Ann Veronica could have wept with vexation. Indeed, a note of weeping broke her voice for a moment as she burst out, "You know as well as I do that money was a loan!"
"Loan!"
"You yourself called it a loan!"
"Euphuism. We both understood that."
"You shall have every penny of it back."
"I'll frame it--when I get it."
"I'll pay you if I have to work at shirt-making at threepence an hour."
"You'll never pay me. You think you will. It's your way of glossing over the ethical position. It's the sort of way a woman always does gloss over her ethical positions. You're all dependents--all of you. By instinct. Only you good ones--shirk. You shirk a straightforward and decent return for what you get from us--taking refuge in purity and delicacy and such-like when it comes to payment."
"Mr. Ramage," said Ann Veronica, "I want to go--NOW!"
Part 5
But she did not get away just then.
Ramage's bitterness passed as abruptly as his aggression. "Oh, Ann Veronica!" he cried, "I cannot let you go like this! You don't understand. You can't possibly understand!"

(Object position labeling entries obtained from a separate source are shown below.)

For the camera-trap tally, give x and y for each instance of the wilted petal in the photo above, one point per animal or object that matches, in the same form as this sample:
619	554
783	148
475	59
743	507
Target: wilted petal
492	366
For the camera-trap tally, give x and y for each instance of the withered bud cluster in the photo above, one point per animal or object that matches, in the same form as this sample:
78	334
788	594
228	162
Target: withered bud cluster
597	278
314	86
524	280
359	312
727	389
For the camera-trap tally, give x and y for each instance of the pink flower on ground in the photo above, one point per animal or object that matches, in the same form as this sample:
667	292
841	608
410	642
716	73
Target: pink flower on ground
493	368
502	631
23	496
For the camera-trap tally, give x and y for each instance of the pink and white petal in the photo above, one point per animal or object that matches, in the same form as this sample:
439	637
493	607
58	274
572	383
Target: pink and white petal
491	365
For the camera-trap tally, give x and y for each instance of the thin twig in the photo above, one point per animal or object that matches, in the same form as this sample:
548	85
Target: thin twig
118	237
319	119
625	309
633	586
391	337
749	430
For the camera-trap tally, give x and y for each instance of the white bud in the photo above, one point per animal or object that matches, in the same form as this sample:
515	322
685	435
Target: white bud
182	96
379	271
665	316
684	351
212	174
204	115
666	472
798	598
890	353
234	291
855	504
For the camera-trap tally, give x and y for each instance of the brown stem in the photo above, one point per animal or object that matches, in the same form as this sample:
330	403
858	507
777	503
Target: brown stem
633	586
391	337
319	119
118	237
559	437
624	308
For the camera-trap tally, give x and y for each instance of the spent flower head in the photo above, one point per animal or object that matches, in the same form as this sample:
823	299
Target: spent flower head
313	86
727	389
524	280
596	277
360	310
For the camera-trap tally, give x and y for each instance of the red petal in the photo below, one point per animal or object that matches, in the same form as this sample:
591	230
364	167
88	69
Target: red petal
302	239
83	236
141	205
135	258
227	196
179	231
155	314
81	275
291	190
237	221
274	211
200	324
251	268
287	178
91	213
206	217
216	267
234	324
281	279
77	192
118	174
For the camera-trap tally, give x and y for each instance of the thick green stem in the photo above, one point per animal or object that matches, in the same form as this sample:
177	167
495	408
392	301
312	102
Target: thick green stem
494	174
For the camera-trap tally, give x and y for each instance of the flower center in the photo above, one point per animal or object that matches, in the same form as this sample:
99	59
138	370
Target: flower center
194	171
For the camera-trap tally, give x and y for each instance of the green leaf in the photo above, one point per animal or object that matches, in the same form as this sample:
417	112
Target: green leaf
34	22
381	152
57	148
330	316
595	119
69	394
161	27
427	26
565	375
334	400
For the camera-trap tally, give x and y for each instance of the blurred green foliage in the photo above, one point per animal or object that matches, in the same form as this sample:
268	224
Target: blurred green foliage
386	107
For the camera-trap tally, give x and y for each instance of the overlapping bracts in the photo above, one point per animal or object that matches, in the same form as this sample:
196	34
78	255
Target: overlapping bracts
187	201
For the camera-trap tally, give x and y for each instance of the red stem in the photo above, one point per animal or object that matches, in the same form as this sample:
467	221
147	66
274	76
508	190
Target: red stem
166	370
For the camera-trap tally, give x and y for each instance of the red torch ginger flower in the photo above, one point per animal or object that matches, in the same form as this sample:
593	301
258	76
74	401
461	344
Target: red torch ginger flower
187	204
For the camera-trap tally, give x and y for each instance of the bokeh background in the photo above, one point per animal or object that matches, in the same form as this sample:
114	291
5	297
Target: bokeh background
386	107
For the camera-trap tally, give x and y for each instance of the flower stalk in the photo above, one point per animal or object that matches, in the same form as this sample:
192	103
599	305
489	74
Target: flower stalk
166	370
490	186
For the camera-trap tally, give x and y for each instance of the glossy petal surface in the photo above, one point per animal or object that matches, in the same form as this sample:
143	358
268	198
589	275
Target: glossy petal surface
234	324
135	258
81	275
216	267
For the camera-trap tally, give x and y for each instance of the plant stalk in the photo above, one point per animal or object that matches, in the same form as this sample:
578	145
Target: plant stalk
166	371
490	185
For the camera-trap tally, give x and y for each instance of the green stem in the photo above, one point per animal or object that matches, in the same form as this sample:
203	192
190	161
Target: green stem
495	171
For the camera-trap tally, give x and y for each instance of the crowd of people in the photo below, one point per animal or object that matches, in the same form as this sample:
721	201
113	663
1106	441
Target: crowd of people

He began a confused explanation, a perplexing contradictory apology for his urgency and wrath. He loved Ann Veronica, he said; he was so mad to have her that he defeated himself, and did crude and alarming and senseless things. His vicious abusiveness vanished. He suddenly became eloquent and plausible. He did make her perceive something of the acute, tormenting desire for her that had arisen in him and possessed him. She stood, as it were, directed doorward, with her eyes watching every movement, listening to him, repelled by him and yet dimly understanding.
At any rate he made it very clear that night that there was an ineradicable discord in life, a jarring something that must shatter all her dreams of a way of living for women that would enable them to be free and spacious and friendly with men, and that was the passionate predisposition of men to believe that the love of women can be earned and won and controlled and compelled.
He flung aside all his talk of help and disinterested friendship as though it had never been even a disguise between them, as though from the first it was no more than a fancy dress they had put quite understandingly upon their relationship. He had set out to win her, and she had let him start. And at the thought of that other lover--he was convinced that that beloved person was a lover, and she found herself unable to say a word to explain to him that this other person, the person she loved, did not even know of her love--Ramage grew angry and savage once more, and returned suddenly to gibe and insult. Men do services for the love of women, and the woman who takes must pay. Such was the simple code that displayed itself in all his thoughts. He left that arid rule clear of the least mist of refinement or delicacy.